Un omaggio a Picasso davvero originale. “Nel ricchissimo calendario internazionale delle commemorazioni già da mesi portate avanti, la città di Milano sembra aver dimenticato l’anniversario, almeno fino ad oggi”, ci racconta Jacqueline Ceresoli con una punta di rammarico e in punta di polemica. “E pensare che proprio a Milano, nel 1953 nella Sala delle Cariatidi dalla struggente bellezza ancora devastata dai bombardamenti nazisti, Pablo Picasso aveva esposto la più famosa delle sue opere, Guernica dipinta nel 1937 contro la violenza dela guerra. La mostra comprendeva 329 opere appese alle pareti dallo stesso Picasso, e segnò la rinascita culturale di Milano nel Dopoguerra. Il toro non può mancare anche in Guernica: assiste allo scempio del dolore di cui la tela è imbevuta. Pare che l’ambasciatore di Hitler, riferendosi al quadro, abbia chiesto all’artista: «È lei che ha fatto questo orrore?». «No, è opera vostra», avrebbe risposto Picasso.

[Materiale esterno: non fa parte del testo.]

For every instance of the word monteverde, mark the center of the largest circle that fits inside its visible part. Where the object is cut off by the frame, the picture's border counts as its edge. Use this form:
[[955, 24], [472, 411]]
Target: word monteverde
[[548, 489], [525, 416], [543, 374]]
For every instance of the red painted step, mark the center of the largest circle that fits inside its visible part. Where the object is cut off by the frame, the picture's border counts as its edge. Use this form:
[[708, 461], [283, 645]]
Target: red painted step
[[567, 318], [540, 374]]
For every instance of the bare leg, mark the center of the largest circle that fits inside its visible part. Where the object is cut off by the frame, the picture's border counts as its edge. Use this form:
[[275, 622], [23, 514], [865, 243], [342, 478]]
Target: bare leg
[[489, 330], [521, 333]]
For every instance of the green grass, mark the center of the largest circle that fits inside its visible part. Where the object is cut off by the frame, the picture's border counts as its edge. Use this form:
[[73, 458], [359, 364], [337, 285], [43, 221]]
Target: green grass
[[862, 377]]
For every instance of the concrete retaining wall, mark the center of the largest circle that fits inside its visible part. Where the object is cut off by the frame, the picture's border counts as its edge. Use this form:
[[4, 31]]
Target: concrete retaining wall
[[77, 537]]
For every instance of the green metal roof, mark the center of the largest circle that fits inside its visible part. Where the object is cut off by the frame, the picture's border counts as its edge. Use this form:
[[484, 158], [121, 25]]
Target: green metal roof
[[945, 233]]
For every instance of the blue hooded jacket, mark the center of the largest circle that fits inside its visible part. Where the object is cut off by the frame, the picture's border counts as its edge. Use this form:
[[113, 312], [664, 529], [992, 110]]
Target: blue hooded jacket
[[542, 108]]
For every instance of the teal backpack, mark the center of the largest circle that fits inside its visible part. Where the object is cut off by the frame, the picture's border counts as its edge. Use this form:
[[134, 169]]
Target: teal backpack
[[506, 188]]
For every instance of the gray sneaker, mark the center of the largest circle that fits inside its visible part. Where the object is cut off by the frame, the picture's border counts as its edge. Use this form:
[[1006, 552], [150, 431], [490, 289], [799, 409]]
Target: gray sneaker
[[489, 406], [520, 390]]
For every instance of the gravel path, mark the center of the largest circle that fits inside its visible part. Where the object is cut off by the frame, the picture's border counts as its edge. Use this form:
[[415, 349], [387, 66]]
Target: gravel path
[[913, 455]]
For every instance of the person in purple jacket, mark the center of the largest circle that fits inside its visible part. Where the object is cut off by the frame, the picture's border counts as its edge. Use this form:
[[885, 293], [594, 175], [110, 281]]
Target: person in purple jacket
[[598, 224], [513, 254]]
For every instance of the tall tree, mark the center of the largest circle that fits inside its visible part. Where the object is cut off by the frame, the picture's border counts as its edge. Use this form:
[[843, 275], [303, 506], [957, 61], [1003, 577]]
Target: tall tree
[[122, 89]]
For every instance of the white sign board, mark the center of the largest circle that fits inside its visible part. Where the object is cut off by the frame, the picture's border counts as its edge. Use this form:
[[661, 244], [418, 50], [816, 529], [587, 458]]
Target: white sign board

Tori potenti e scalpitanti, disegnati, assemblati, scomposti. Minotauri e corride hanno costellato la carriera artistica di Picasso. Cosa rappresentavano per questo genio?
Il Minotauro è l’alter ego mitologico di Picasso. La storia del mito è nota: il Minotauro era nato dall’accoppiamento di un toro bianco, splendido e possente, con Pasifae, moglie del re di Creta, Minosse, a cui era stato inviata in dono dal dio Poseidone. Un mostro feroce, con il corpo d’ uomo e la testa di toro, che richiedeva sacrifici umani. Simboleggia la personificazione tragica della dualità conflittuale dell’essere umano: la parte istintiva, la violenza brutale e la ragione. Eros e morte. Il toro affascina Picasso per la sua potenza vitale e la bellezza sublime delle forme. Potenza distruttric e e al contempo vittima sacrificale nella corrida, uno spettacolo della tradizione molto radicata in Spagna, nonostante le tante polemiche e che fa parte del patrimonio culturale del paese, di cui Picasso andava fiero. La bellezza, l’erotismo e la morte sono i temi dominanti nell’opera di Picasso e sono anche i temi che attraversano la corrida. A otto anni dipinge dopo una corrida e sotto la guida del padre, El picador amarillo. Una straordinaria sequenza di foto rivelano la felicità del pittore mentre finge di toreare con la montera in testa. Aveva un’ammirazione sconfinata e quasi infantile per Luis Miguel Dominguín, uno dei matador più importanti di Spagna (“Quella sì che è arte!”) che sposò Lucia Bosé. Nel libro che racconta di questa amicizia l’attrice svela un divertente aneddoto: “Un altro giorno il piccolo Miguel disse a Pablo: “Mio papà mi ha dedicato le quattro orecchie del toro”. Pablo cercò di fargli capire che i tori hanno solo 2 orecchie. ‘Allora perché tu dipingi le donne con quattro occhi?’
A Milano dove possiamo ammirare i tori di Picasso?
Alla Galleria d’Arte Moderna di Milano è esposto Taureau, è un vaso di ceramica (1955) decorato con una grande figura di toro nero su bianco. Il corpo dell’animale è costruito con una sola campitura nera e due corna bianche evidenti. Questo toro ha perso tutta la potenza del minotauro degli anni precedenti, quasi mansueto. Alla Pinacoteca di Brera è custodita nella sala XXIII una potente Testa di toro un olio su tela del 1942. La testa mozzata dell’animale, ancora sanguinante, campeggia sulla tovaglia bianca di un tavolo, posto di fronte all’inquadratura di una finestra chiusa. Pennellate sintetiche di colore rosso caricano di orrore e dolore il teschio bovino quasi digrignante. “La pittura non è fatta per decorare gli appartamenti. E’ uno strumento di guerra offensiva e difensiva contro il nemico”, diceva Picasso. Aveva ragione.